Holiday wish lists and New Year’s resolutions are filling the air and I’ve reduced mine to just one in the world of Tennessee politics and the press: Speak the unspeakable truth about this beautiful state’s economic slide to the point it’s a Third World state.

This wish will not be granted and before you say you are reading a column from the village Grinch, you really aren’t. And if it sounds like the worst of all moments to write such a harsh statement, it’s not done with any flamboyance.

For three years, I’ve privately discussed my opinion with a wide range of opinion makers and intellectuals I respect and while they caution such a claim may be an over-reaching of the facts, they have come to the point they respect the opinion as a summary statement of how much the state has lost in momentum and economic vitality.

While Gov. Don Sundquist may claim all sorts of progress has been made, other statistics show the state losing 55,000 manufacturing jobs and job creation is only to be found in the low-paying service sector. That’s just one statistic, of course, but it was cited to me recently by one of the brightest minds in public life who told me, to my amazement, he believed the state was becoming a Third World economy.

The cold truth is we don’t have the educational infrastructure to build a new economy based on information. Tennessee primary and secondary education is ragged, producing highly prepared and under-prepared students for universities. Most of the highly motivated students chose colleges and universities outside of the state and they don’t come home.

I don’t think much of test scores, either. I think the poor teachers have no freedom left and they have to teach to the test. And it’s one of the nasty little secrets of higher education that the best and brightest students don’t often select teaching as a career field. If they do, they leave the classroom in less than 10 years, burned out by parental abuse, fear for their own safety, heavy-handed administrations, politics and uncompetitive salaries.

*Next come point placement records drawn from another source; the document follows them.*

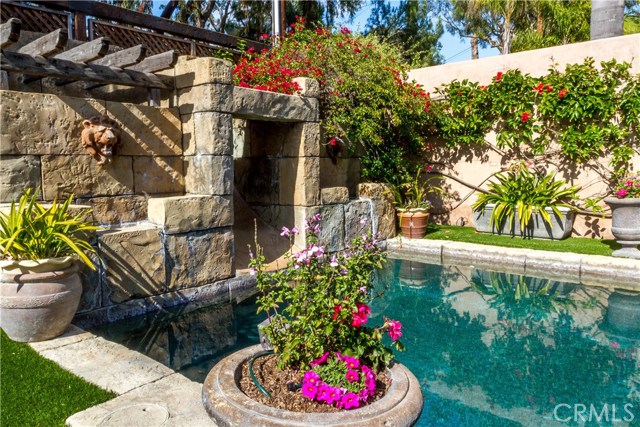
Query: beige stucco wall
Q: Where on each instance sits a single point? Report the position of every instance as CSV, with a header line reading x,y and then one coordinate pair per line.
x,y
475,166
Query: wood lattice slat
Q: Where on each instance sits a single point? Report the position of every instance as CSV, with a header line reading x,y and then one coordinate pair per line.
x,y
129,37
37,20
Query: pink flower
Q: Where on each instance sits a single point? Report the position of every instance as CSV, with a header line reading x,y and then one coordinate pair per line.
x,y
329,394
352,376
349,400
351,362
320,360
394,329
309,391
336,311
311,377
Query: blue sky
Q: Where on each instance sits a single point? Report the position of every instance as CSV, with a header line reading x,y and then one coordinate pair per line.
x,y
453,48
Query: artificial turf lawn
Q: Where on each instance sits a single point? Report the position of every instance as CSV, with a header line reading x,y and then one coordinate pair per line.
x,y
35,391
577,245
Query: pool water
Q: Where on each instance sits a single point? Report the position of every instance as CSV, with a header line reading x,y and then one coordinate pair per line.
x,y
488,348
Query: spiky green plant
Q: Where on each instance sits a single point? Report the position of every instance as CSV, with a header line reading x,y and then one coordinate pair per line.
x,y
523,193
31,232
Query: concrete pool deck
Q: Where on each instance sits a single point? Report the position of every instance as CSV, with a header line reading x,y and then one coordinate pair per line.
x,y
151,394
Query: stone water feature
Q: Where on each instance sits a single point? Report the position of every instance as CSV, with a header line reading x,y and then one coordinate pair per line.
x,y
165,200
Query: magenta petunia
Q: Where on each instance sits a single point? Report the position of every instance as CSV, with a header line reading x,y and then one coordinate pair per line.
x,y
350,400
352,376
351,362
309,390
310,377
320,360
394,329
329,394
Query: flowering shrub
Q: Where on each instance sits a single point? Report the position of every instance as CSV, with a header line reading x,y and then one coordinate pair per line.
x,y
339,380
319,306
628,187
588,112
366,103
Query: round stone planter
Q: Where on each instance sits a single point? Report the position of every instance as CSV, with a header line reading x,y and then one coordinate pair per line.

The universities are under-funded so much that tuition increases will not stop and even with those new dollars, they have never been funded at the level to become real engines of the new economy. They have never been funded at the level of a real university and struggle with heavy teaching loads and low salaries.

Education is one of the keys needed to unlock the doors of the new economy, which has passed the state by. Even when a city such as Nashville, which is a fine city, struggles and recruits companies like Sprint and Nortel, it sees them wither under the weight of a weakened economy.

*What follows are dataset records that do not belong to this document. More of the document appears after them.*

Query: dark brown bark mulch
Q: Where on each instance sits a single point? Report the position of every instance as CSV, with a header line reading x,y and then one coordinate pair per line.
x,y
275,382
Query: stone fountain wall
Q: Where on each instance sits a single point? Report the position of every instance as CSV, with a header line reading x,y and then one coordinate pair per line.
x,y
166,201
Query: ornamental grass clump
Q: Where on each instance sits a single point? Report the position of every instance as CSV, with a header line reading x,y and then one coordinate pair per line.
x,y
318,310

It’s hard to understand how to revitalize our economy without new funding for our entire educational system. Ah, but the money isn’t there. What new money is there has already been spent by the courts constantly ordering the state to follow the rules established by the federal government in health care or demanding equitable pay for all teachers. So, there we are, betrayed by a legislature that won’t consider tax reform because it’s run by lobbyists and scared by right-wing radio and horn honkers.

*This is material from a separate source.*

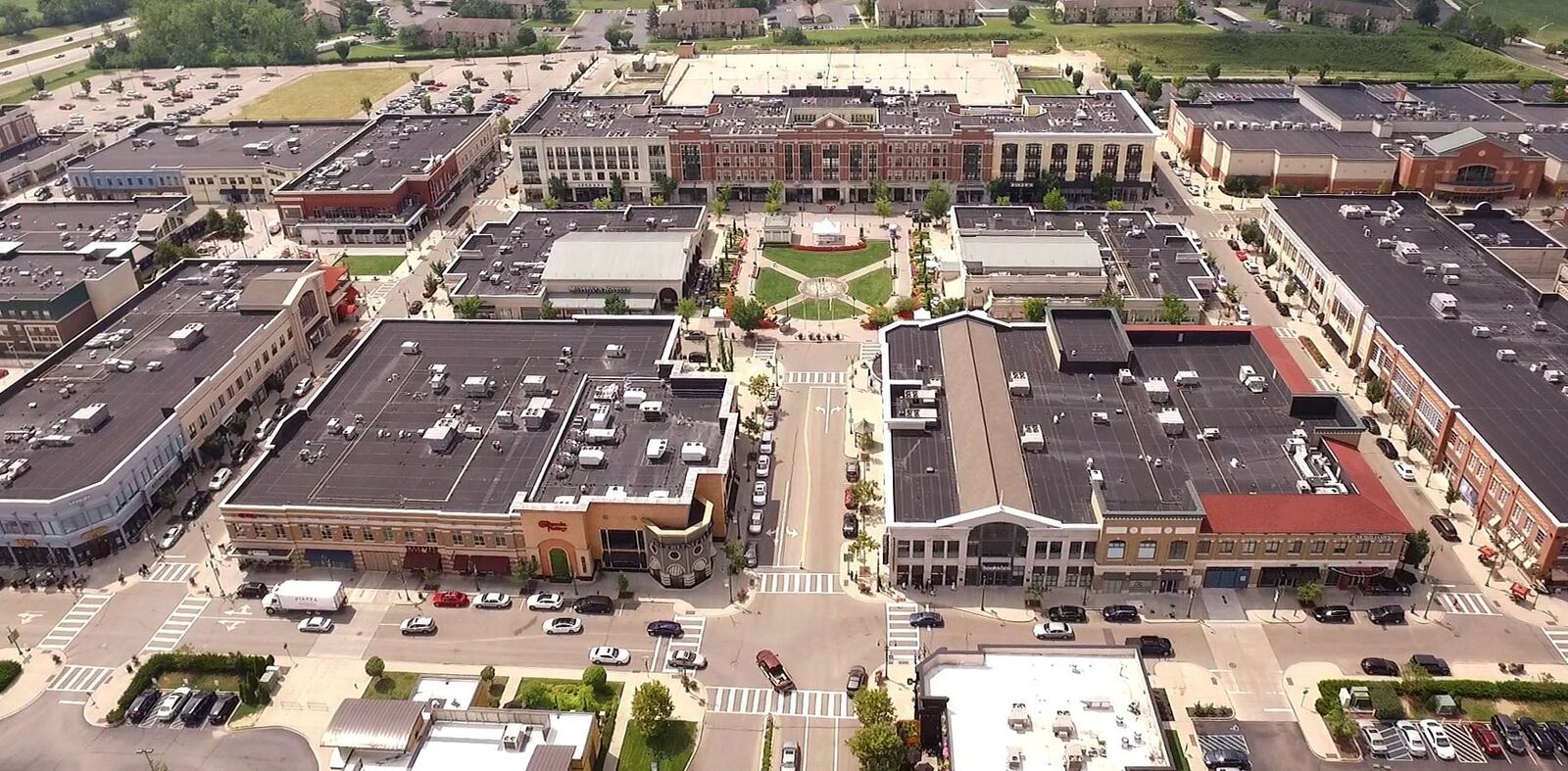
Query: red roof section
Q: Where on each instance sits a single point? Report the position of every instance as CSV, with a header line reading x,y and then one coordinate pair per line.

Gov.-elect Phil Bredesen isn’t superman. Gifted, yes. But even he may not be able to find the money needed to ignite an economic renaissance for us. If he started by stating some of our cold realities, it might alert us to our troubled condition. But such a truth may not be spoken by politicians, chambers of commerce, or even leaders of education because it may be seen as crushing our dreams and hopes.

Perhaps so. But stark cold opinion sometimes brings about a cleansing, a break with the media images and spun facts, in order to truly build a bright tomorrow for a state I have grown to love.

(Ed Kimbrell is a professor in MTSU’s School of Journalism.)